Neural Network Case Study — Building a Net from Scratch

Chapter 0: Why Build One from Scratch?

You've learned what neurons are. You've seen activation functions and layer diagrams. You know about backpropagation in theory. But do you really understand how a neural network learns? There's only one way to find out: build one yourself, from raw numbers, and watch it train.

We need a dataset that's simple enough to visualize but hard enough that a linear classifier fails completely. Enter the spiral dataset: three classes of points wound into interlocking spirals. No straight line — not even three straight lines — can separate them.

The plan: We'll generate spiral data, watch a linear classifier fail on it, then build a 2-layer neural net from scratch — forward pass, loss, backprop, weight update — all in plain code. By the end, you'll watch the network carve curved decision boundaries through the spirals in real time.

The Spiral Dataset

Three classes spiraling outward. Try to imagine drawing straight lines to separate them. You can't. This is the problem we'll solve.

This is the same "minimal neural network case study" from Stanford's cs231n. We'll follow the same structure: generate data, fail with a linear model, succeed with a two-layer net. Every line of code will be explained. No magic.

Why is the spiral dataset a good test for neural networks?

It has too many data points for k-NN The classes are interleaved so no straight decision boundary can separate them The data is high-dimensional

Chapter 1: Generating Data — The Spiral

Let's build the dataset. We want K = 3 classes, each with N = 100 points, living in 2D space. Each class spirals outward from the origin at a different angle:

python
import numpy as np

N = 100   # points per class
K = 3     # number of classes
D = 2     # dimensionality (x, y)
X = np.zeros((N*K, D))
y = np.zeros(N*K, dtype='int')

for j in range(K):
    ix = range(N*j, N*(j+1))
    r = np.linspace(0.0, 1, N)   # radius grows from 0 to 1
    t = np.linspace(j*4, (j+1)*4, N) + np.random.randn(N)*0.2  # angle + noise
    X[ix] = np.c_[r*np.sin(t), r*np.cos(t)]
    y[ix] = j

Each class gets its own angular range. The r variable grows linearly from 0 to 1, so points start near the origin and spiral outward. A small amount of Gaussian noise (0.2) makes the spirals fuzzy — realistic, not perfectly clean.

Why spirals? They're the minimal 2D dataset that is completely impossible for any linear classifier. The classes interleave — between any two points of the same class, there's always a point from another class. You need a model that can learn curved boundaries.

The result: a matrix X of shape (300, 2) — 300 points, each with an x and y coordinate — and a label vector y of shape (300,) with values 0, 1, or 2.

Spiral Data Generator

Adjust noise to see how it affects separability. More noise = harder problem. Points per class: 100.

Noise 0.20

In the spiral data generation, what does the variable r control?

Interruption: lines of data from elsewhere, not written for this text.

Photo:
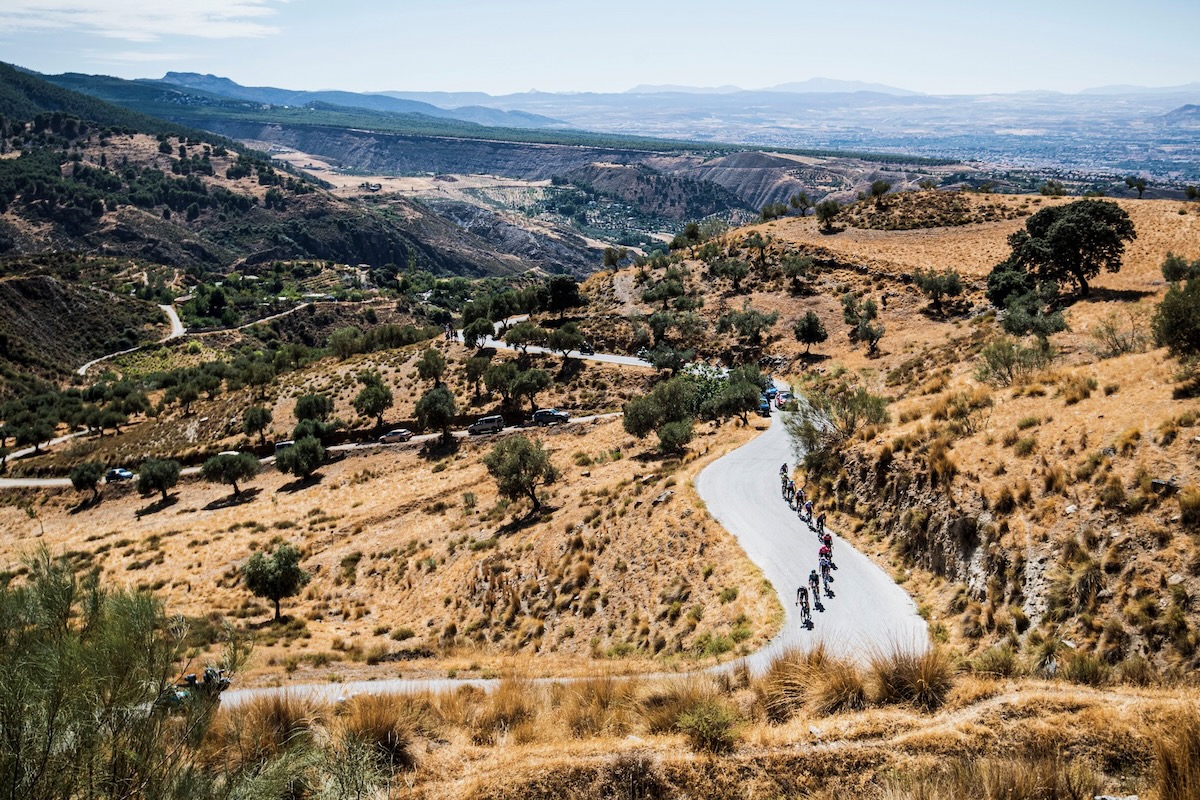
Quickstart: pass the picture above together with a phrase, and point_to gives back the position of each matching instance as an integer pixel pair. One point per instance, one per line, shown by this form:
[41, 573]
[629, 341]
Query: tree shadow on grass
[1103, 294]
[87, 503]
[300, 483]
[531, 518]
[156, 506]
[246, 495]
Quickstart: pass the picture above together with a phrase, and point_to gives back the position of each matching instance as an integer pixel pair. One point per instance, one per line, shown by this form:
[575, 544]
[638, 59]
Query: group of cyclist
[821, 577]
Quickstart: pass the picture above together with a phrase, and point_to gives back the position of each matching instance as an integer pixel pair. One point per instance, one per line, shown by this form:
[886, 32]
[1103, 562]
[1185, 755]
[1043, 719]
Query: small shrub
[1085, 668]
[711, 727]
[1189, 506]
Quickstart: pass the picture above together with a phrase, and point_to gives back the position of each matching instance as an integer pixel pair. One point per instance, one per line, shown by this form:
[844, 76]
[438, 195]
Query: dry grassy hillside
[1017, 512]
[415, 558]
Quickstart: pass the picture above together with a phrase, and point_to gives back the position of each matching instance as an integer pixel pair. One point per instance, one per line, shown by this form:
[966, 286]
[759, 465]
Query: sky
[513, 46]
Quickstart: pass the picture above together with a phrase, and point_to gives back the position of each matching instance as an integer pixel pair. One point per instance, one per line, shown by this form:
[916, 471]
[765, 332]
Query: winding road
[869, 612]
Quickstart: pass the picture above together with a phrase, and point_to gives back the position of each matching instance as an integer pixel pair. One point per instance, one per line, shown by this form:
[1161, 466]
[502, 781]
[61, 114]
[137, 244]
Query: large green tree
[157, 475]
[375, 397]
[809, 330]
[275, 576]
[520, 465]
[436, 410]
[1073, 242]
[231, 469]
[303, 458]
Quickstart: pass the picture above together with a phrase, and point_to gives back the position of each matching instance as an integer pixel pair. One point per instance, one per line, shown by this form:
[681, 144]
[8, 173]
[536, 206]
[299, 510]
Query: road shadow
[246, 495]
[438, 449]
[292, 487]
[156, 506]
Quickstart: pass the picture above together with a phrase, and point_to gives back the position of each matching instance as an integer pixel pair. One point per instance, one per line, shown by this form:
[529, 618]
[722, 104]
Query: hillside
[51, 325]
[994, 500]
[121, 185]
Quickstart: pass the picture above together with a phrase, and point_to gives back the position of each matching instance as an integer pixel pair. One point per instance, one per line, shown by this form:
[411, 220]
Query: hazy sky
[507, 46]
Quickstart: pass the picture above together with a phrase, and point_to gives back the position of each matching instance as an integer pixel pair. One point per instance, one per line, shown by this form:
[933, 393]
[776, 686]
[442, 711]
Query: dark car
[550, 416]
[399, 434]
[493, 423]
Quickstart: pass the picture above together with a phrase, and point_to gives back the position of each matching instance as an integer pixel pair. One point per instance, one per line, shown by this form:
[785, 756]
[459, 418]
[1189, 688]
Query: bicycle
[803, 602]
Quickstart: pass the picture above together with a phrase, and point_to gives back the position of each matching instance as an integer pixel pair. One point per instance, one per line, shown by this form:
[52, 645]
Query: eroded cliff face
[951, 534]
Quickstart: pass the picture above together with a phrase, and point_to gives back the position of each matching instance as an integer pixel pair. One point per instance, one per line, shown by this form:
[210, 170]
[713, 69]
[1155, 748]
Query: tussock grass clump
[811, 679]
[994, 779]
[510, 711]
[264, 728]
[597, 705]
[999, 661]
[1189, 506]
[711, 727]
[389, 725]
[661, 707]
[906, 675]
[1177, 758]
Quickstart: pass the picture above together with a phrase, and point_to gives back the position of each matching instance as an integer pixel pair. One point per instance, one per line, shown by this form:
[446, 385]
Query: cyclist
[802, 600]
[826, 578]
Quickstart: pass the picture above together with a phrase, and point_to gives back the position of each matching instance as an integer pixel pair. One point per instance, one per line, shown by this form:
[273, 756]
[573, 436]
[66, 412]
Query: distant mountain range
[376, 102]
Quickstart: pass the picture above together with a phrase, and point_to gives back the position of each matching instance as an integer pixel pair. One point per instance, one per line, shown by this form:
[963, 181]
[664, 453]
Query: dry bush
[999, 661]
[510, 711]
[262, 728]
[1077, 388]
[1177, 758]
[1189, 506]
[906, 675]
[784, 689]
[389, 723]
[598, 705]
[661, 705]
[711, 726]
[1037, 779]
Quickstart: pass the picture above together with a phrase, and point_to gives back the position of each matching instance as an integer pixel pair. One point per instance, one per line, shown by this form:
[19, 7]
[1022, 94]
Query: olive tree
[520, 465]
[276, 576]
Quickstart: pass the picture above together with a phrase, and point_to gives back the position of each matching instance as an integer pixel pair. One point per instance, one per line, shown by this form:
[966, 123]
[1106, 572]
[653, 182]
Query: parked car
[399, 434]
[550, 416]
[493, 423]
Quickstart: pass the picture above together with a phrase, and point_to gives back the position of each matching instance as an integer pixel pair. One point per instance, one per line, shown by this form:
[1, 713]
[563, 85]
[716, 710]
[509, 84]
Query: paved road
[741, 489]
[45, 482]
[868, 611]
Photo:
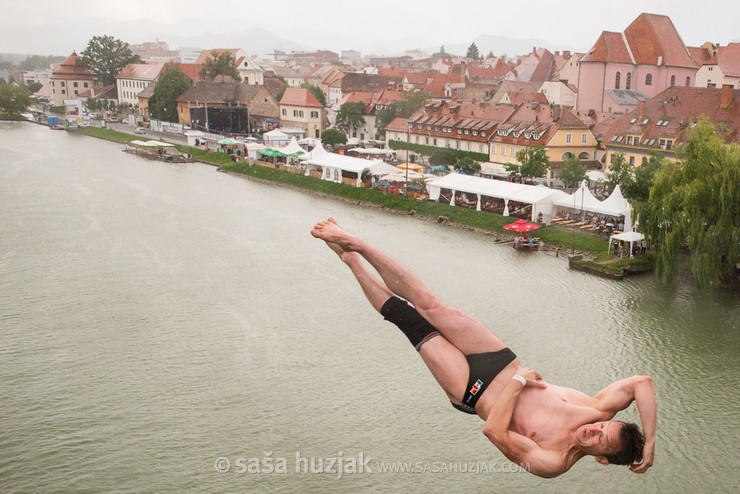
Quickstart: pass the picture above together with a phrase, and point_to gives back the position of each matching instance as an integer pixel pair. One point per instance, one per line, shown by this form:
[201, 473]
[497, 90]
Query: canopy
[271, 152]
[276, 135]
[630, 237]
[373, 151]
[151, 144]
[292, 149]
[583, 200]
[229, 141]
[333, 165]
[541, 198]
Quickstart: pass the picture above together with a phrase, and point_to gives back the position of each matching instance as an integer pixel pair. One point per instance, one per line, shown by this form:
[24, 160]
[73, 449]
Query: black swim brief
[484, 367]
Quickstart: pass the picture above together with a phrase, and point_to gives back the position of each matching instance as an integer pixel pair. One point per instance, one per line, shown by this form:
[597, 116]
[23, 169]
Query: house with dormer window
[662, 123]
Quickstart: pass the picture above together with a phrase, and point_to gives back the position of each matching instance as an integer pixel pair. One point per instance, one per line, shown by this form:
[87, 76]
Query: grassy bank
[568, 239]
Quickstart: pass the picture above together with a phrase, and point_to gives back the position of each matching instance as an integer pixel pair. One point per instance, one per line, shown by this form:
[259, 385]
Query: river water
[162, 323]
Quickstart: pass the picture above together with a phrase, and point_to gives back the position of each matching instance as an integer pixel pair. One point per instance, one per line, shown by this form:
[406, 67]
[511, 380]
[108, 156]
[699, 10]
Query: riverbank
[589, 247]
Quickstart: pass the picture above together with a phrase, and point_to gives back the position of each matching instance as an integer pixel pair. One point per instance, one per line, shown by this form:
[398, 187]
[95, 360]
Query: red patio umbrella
[521, 226]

The class label for each point The distance from the origin — how far out each point sits The amount of noise added

Chapter 2: The Linear Classifier — Watch It Fail

Before we build a neural network, let's see what happens when we try a plain linear classifier: scores = W · x + b, trained with softmax cross-entropy loss. This is the approach from the linear classification lesson, applied directly to our spiral.

python
# Initialize weights
W = 0.01 * np.random.randn(D, K)   # 2x3
b = np.zeros((1, K))               # 1x3

# Compute scores
scores = np.dot(X, W) + b   # 300x3

The scores matrix has shape (300, 3) — one score per class for each of the 300 points. We convert scores to probabilities via softmax, compute the cross-entropy loss, and update W and b with gradient descent. After training, the linear classifier converges to about 49% accuracy. On a 3-class problem, random chance is 33%. So the linear model barely beats guessing.

Why it fails: A linear classifier can only draw straight decision boundaries. For 3 classes, it draws three lines meeting at a point — dividing the plane into three wedges. Spirals can't be separated by wedges. The model is fundamentally incapable, no matter how long you train it.

Linear Classifier on Spirals

The colored regions show the linear classifier's decision boundaries after training. Notice: only straight lines. Many points land in the wrong region. Click "Train" to run 200 steps of gradient descent.

The straight boundary lines are the best the linear model can do. It captures the gross direction of each class but misclassifies everything near the spiral arms. We need something that can bend.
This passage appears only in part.